Celebrating When We Can by Divya Mohan Little

YNPN Chicago Board of Directors Speak!

YNPN Chicago is nonpartisan, and the views expressed below do not necessarily reflect the position of the organization.

Last week, many advocates and professionals celebrated the Supreme Court ruling upholding the constitutionality of the Affordable Care Act (ACA), commonly referred to as “Obamacare” or federal health reform.

At the Illinois Maternal and Child Health Coalition (IMCHC), we advocated tirelessly for the passage of the ACA, and its successful implementation.  We worked with partners statewide and nationally to educate the public about its benefits and dispel myths about its impact on the federal budget.  You can imagine the ineffable thrill and excitement we felt when the Supreme Court of the United States blog announced that the individual mandate requiring all citizens to purchase insurance was deemed constitutional.  I won’t even attempt to describe our devastation when CNN first erroneously reported that the opposite had happened (don’t worry – it was just a couple of minutes of despair!).

For those of us in public health and in other social service advocacy organizations, the ruling was an affirmation of our work, and confirmation that access to high quality, affordable health care is a basic human right.

The ACA makes health care coverage more secure and makes insurance easier to access, afford, and understand. Millions of people are already reaping the benefits of this law and can consider the Court’s decision a personal health care victory.  Among many others:

  • Women benefit because health reform emphasizes prevention (including mammogram and cervical cancer screenings) as a critical measure to keep people healthy and curb health care spending.
  • Young adults benefit because the law allows them to remain covered on their parents’ health insurance until age 26.
  • People with cancer and other chronic health problems benefit because health reform will eliminate denials for health coverage based on pre-existing conditions.

IMCHC has posted a myriad of resources on the law, the ruling, and its impact.

In nonprofit work, it’s often difficult to see the direct effect our work has on the public and we can get discouraged easily by a multitude of barriers and challenges.  However, this is one instance where the “win” is palpable.  And we are able to share it with our partners, supporters, and funders in the true spirit of collaboration and success.  I can refuel with this invigorating and inspiring victory and be able to move forward with a spring in my step and a smile on my face.
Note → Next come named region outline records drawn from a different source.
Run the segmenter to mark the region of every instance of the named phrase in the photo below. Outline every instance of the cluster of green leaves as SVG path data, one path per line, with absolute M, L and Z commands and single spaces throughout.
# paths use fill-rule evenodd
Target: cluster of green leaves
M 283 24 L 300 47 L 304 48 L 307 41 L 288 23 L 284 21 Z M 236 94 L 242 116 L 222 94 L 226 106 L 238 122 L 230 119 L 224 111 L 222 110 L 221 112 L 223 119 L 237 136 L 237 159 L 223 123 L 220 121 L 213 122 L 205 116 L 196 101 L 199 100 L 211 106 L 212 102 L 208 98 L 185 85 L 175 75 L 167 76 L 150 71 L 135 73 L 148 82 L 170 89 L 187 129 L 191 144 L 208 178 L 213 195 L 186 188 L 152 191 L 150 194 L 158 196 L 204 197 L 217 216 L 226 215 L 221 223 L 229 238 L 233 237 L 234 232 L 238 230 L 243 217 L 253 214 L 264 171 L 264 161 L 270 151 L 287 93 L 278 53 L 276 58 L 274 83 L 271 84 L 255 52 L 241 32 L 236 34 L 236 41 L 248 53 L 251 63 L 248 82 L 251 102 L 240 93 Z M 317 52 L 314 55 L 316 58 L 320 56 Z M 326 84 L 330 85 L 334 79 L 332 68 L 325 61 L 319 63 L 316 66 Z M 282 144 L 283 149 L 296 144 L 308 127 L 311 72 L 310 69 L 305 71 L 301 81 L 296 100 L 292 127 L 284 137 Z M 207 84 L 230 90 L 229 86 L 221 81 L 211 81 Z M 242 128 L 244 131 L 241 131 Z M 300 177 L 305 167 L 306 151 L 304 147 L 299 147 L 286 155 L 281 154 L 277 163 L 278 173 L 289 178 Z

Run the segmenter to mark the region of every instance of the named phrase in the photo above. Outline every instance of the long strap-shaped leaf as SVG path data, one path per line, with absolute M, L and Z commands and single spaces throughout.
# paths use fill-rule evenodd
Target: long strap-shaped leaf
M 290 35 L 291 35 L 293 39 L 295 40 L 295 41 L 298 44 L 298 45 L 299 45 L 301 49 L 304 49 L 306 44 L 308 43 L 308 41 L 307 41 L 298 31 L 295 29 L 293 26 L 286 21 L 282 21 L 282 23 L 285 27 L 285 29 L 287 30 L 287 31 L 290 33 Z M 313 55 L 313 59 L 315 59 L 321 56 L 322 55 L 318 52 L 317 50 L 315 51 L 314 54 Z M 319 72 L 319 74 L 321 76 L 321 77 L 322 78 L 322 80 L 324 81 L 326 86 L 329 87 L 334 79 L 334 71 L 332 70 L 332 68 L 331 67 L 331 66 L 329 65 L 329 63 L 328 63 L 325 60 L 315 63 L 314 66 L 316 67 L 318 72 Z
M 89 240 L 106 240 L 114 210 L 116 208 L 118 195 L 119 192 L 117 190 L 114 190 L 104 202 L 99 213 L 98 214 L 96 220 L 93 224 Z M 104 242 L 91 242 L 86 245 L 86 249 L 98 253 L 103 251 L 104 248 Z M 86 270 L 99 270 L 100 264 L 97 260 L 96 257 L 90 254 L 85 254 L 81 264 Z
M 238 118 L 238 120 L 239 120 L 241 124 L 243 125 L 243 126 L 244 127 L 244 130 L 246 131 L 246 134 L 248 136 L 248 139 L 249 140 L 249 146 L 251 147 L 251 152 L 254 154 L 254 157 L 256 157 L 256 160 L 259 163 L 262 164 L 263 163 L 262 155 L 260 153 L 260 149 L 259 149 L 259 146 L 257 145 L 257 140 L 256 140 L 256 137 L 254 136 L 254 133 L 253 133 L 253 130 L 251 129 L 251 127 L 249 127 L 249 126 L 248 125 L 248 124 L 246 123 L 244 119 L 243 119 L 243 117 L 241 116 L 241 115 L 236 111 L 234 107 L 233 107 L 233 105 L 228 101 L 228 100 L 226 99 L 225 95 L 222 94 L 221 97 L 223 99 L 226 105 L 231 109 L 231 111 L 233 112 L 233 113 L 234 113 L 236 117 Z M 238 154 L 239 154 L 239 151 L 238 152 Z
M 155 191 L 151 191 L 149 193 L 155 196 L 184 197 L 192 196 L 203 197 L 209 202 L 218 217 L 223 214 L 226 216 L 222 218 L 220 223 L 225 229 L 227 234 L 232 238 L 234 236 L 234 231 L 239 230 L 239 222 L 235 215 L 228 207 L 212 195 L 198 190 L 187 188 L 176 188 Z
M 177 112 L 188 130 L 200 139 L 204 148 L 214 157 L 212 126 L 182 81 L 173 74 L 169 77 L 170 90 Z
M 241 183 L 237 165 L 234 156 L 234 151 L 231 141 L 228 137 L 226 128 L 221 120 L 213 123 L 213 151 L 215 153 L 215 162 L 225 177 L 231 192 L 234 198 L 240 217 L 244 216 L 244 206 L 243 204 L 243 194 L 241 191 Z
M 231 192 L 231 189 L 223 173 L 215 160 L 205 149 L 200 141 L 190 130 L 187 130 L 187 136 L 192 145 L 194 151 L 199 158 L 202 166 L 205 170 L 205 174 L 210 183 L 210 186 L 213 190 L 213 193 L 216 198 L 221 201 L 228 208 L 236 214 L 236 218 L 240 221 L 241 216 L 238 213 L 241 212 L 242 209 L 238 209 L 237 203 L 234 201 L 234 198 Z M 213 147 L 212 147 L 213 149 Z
 Divya Mohan Little serves as both Communications Director for the Illinois Maternal and Child Health Coalition (IMCHC) and the Project Director for the Coalition for School Health Centers. Divya also serves as the Communications Chair for the YNPN Chicago Board of Directors. Prior to moving to Chicago, Divya worked for the National Assembly on School-Based Health Care , as Communications Director.  She has ten years of non-profit and communications experience, including positions at the National Trust for Historic Preservation and Epoch Communications. Divya received her Bachelor of Arts in Anthropology and Journalism from Washington & Lee University and her Master of Arts in Communication from George Mason University.